Yet another Improvement of Plantard Arithmetic for Faster Kyber on Low-end 32-bit IoT Devices

This paper presents another improved version of Plantard arithmetic that could speed up Kyber implementations on two low-end 32-bit IoT platforms (ARM Cortex-M3 and RISC-V) without SIMD extensions. Specifically, we further enlarge the input range of the Plantard arithmetic without modifying its computation steps. After tailoring the Plantard arithmetic for Kyber's modulus, we show that the input range of the Plantard multiplication by a constant is at least 2.45 times larger than the original design in TCHES2022. Then, two optimization techniques for efficient Plantard arithmetic on Cortex-M3 and RISC-V are presented. We show that the Plantard arithmetic supersedes both Montgomery and Barrett arithmetic on low-end 32-bit platforms. With the enlarged input range and the efficient implementation of the Plantard arithmetic on these platforms, we propose various optimization strategies for NTT/INTT. We minimize or entirely eliminate the modular reduction of coefficients in NTT/INTT by taking advantage of the larger input range of the proposed Plantard arithmetic on low-end 32-bit platforms.
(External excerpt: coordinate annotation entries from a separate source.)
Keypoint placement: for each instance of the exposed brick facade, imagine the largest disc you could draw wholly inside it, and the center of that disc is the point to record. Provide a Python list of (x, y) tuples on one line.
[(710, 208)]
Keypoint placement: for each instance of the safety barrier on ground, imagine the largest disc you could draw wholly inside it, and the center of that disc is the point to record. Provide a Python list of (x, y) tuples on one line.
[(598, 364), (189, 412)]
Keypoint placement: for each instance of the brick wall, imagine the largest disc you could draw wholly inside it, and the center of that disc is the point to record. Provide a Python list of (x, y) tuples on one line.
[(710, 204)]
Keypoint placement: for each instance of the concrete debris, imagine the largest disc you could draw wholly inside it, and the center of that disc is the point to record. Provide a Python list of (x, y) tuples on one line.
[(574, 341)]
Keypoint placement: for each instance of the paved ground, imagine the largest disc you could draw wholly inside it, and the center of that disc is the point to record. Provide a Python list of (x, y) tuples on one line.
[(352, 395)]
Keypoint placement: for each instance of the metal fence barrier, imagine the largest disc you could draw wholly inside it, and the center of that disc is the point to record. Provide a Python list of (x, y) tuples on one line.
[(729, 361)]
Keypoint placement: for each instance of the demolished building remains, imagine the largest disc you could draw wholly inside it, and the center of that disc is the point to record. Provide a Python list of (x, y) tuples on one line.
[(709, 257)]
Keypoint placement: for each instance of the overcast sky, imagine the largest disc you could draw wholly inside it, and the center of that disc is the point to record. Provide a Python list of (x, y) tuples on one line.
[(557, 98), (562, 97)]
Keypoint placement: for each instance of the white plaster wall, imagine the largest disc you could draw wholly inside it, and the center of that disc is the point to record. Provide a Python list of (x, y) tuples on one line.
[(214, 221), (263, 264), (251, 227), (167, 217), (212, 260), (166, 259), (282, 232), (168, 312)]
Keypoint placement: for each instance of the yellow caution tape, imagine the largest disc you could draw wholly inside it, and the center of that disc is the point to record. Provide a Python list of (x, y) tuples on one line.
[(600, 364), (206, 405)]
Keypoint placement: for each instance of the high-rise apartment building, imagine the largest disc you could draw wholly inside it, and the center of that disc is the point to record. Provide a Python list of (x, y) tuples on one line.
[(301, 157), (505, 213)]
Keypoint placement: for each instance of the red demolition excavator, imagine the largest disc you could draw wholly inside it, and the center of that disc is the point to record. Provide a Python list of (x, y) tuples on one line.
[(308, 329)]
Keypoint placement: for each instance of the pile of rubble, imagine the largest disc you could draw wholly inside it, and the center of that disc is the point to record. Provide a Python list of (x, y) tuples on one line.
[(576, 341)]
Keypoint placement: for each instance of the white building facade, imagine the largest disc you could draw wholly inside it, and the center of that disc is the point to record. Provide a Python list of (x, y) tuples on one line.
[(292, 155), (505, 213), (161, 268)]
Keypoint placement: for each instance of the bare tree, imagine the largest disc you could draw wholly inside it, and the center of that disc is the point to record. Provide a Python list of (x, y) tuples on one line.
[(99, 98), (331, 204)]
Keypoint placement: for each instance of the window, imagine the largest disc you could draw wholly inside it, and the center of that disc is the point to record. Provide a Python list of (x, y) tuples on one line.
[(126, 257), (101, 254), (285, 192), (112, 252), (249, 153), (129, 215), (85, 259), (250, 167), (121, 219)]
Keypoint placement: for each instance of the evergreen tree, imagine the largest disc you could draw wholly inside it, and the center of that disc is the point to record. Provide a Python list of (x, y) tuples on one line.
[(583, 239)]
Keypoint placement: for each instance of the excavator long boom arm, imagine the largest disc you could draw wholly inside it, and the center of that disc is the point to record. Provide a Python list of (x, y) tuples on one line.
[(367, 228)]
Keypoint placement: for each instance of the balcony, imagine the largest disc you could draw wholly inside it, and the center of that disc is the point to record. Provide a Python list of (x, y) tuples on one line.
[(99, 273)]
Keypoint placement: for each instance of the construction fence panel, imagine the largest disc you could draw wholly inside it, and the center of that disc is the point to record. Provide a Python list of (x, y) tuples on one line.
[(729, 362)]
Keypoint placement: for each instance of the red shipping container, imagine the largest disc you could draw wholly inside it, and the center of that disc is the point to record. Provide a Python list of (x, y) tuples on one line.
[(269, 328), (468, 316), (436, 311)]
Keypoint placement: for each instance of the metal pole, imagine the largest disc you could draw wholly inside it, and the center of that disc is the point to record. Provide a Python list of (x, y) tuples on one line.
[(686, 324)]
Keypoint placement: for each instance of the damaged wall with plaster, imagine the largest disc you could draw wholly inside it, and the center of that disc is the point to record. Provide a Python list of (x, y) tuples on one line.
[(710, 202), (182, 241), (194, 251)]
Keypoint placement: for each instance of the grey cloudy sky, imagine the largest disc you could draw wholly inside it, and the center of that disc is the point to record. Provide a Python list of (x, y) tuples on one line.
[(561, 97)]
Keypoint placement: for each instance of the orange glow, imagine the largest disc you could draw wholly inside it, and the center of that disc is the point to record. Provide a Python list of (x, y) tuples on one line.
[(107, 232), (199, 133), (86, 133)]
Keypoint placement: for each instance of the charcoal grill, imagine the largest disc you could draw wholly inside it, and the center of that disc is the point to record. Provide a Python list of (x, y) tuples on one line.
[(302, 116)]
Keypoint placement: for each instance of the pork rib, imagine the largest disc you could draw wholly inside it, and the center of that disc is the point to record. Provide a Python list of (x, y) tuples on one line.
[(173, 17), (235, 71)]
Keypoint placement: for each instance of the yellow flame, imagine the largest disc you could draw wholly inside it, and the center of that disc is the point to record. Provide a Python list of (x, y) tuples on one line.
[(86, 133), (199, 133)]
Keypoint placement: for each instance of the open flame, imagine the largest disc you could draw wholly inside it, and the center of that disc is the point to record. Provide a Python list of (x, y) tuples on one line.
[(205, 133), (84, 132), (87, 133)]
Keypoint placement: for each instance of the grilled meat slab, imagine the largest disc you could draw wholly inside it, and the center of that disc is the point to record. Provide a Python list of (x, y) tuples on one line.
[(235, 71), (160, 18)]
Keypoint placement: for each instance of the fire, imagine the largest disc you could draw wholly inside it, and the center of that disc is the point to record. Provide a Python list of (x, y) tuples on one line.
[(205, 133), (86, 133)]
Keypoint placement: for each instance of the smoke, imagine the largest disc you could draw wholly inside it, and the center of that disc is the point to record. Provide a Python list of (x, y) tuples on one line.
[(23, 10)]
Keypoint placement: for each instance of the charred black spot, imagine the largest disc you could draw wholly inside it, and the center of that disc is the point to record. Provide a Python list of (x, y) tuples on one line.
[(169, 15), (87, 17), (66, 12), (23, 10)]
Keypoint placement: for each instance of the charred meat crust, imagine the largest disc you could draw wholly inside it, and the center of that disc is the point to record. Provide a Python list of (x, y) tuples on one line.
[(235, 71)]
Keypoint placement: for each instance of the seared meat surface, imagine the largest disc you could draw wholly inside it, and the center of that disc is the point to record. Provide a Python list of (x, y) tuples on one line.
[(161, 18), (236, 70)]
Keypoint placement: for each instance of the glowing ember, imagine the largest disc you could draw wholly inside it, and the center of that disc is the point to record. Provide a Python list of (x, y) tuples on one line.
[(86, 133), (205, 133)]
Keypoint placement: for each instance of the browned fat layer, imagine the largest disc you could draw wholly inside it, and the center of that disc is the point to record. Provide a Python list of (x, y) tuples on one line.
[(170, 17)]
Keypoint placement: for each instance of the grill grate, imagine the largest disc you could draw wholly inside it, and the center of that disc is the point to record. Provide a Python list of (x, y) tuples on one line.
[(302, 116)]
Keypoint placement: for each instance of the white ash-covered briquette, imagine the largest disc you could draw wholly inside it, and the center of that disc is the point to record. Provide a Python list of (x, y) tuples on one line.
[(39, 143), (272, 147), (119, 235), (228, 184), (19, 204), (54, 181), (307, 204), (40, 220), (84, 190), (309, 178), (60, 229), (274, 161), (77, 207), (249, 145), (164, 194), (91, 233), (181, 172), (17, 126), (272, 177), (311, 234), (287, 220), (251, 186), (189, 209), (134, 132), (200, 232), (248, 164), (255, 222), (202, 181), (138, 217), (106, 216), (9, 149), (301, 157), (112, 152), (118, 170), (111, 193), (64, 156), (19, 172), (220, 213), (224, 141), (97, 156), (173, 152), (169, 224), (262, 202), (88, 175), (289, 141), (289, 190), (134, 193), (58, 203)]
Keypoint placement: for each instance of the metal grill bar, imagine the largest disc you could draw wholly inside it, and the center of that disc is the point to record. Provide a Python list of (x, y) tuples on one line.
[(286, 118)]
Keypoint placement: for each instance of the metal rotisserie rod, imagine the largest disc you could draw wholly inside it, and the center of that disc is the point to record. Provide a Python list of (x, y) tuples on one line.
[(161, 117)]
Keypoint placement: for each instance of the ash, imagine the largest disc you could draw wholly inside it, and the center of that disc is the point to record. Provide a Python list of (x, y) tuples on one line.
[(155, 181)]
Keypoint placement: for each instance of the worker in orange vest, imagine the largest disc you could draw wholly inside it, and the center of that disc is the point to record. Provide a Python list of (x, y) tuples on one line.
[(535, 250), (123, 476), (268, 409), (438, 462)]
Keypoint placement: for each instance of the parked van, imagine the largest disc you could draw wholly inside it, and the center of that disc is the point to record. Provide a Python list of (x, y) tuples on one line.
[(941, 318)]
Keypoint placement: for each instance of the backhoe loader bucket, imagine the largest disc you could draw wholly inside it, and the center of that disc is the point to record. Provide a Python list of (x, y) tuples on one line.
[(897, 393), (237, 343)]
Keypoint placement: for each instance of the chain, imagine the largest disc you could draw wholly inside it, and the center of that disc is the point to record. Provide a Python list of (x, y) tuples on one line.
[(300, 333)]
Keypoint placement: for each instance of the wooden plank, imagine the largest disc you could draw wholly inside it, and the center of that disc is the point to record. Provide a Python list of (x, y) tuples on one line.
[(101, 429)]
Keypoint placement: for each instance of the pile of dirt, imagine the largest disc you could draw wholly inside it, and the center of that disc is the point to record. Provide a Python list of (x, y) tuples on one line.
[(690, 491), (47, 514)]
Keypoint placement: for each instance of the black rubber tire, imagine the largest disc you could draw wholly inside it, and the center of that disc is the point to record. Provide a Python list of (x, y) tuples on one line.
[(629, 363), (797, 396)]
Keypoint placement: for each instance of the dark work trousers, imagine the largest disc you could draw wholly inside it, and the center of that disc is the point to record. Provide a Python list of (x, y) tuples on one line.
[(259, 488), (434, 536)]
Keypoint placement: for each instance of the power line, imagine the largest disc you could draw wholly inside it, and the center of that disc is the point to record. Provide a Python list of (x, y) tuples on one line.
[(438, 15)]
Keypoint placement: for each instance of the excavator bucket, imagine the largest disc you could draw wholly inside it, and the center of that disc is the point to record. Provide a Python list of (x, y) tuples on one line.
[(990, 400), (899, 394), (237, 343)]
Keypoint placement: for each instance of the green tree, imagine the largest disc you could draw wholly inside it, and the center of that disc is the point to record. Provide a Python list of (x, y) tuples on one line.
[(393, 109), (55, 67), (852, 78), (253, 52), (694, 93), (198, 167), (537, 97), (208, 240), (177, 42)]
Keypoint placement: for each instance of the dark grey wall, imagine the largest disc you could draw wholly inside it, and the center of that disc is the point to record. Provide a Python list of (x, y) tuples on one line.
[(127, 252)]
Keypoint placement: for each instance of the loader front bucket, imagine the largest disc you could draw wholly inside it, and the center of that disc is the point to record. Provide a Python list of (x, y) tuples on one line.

Furthermore, we propose two memory optimization strategies that reduce 23.50% to 28.31% stack usage for the speed-version Kyber implementation when compared to its counterpart on Cortex-M4. The proposed optimizations make the speed-version implementation more feasible on low-end IoT devices. Thanks to the aforementioned optimizations, our NTT/INTT implementation shows considerable speedups compared to the state-of-the-art work. Overall, we demonstrate the applicability of the speed-version Kyber implementation on memory-constrained IoT platforms and set new speed records for Kyber on these platforms.

翻译：本文提出Plantard算术的另一种改进版本，可在两款无SIMD扩展的低端32位物联网平台（ARM Cortex-M3与RISC-V）上加速Kyber实现。具体而言，我们在不修改计算步骤的前提下，进一步扩大了Plantard算术的输入范围。经针对Kyber模数定制化调整后，常数乘法的Plantard算术输入范围较TCHES2022原始设计至少提升2.45倍。随后，本文提出两种适用于Cortex-M3和RISC-V的高效Plantard算术优化技术。实验表明，Plantard算术在低端32位平台上全面优于Montgomery算术和Barrett算术。利用扩大的输入范围及上述平台的高效实现，我们提出NTT/INTT的多项优化策略：通过充分利用低端32位平台上改进Plantard算术的更大输入范围，最小化或完全消除NTT/INTT中系数的模约减。此外，我们还提出两种内存优化策略，相较Cortex-M4上的对应实现，速度优先版Kyber实现的栈空间使用量降低23.50%至28.31%。这些优化使速度优先版实现在低端物联网设备上更具可行性。得益于上述优化，我们的NTT/INTT实现相比现有最优工作展现出显著加速。总体而言，我们证明了速度优先版Kyber实现可在内存受限物联网平台上的适用性，并在这些平台上创下Kyber速度新纪录。